Whether one chooses to analyze the economics or ignore it, the fabric of monetary incentives is always there because harddrives and bandwidth are not $0.00. Even ephemeral things like "trust" and "reputation" are not zero cost to implement. Maintenance tasks such as "software installs" and "upgrades" are also not free.
If those costs (which are never specified -- and can't be specified) in the technical protocols are not mentally accounted for, it will seem like "centralization" is some weird illogical phenomenon. One would incorrectly believe that the masses haven't adopted distributed protocol stacks like IPFS, sandstorm.io, Diaspora, GNUSocial etc because the "technology" is a problem.
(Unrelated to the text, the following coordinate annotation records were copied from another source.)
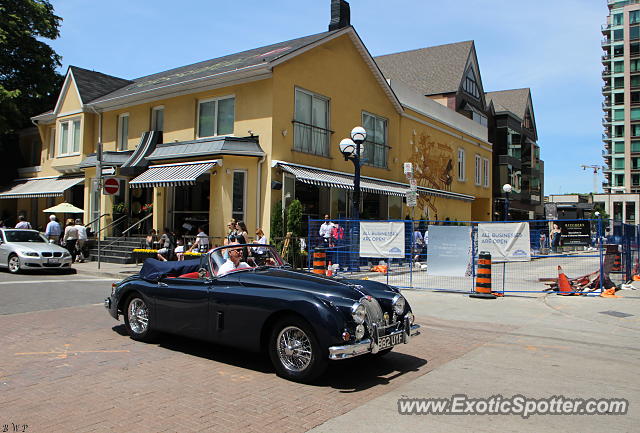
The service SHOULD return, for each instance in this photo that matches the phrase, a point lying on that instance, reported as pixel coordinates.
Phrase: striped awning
(44, 187)
(335, 179)
(179, 174)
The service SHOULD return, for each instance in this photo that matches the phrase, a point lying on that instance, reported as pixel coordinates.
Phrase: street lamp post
(350, 149)
(507, 189)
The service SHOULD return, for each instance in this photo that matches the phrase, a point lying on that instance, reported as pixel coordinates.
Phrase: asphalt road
(23, 293)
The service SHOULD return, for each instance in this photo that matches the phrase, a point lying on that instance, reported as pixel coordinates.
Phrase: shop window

If you focus on technology like that, you'll just end up inventing another distributed protocol that non-geeks will not use.
Put another way, you can write a paper specification that such & such protocol is designed for decentralized deployment. You can also draw out an architecture diagram that illustrates how peer-2-peer nodes can be federated, etc. However, all those intentions still have to be executed in the real world and the real world costs money. That is why decentralized protocols/tools like SMTP and Git coalesce into centralized entities like Gmail/Hotmail and Github.
E.g. the Git specification about BLOBs, sha1 hashes, etc does not include a free $10/month VPS server. Therefore, if I want to post a public repo without having to use my credit-card to pay for bandwidth, I can just put it on Github. Thousands of people making that similar economic decision leads to a centralized Github.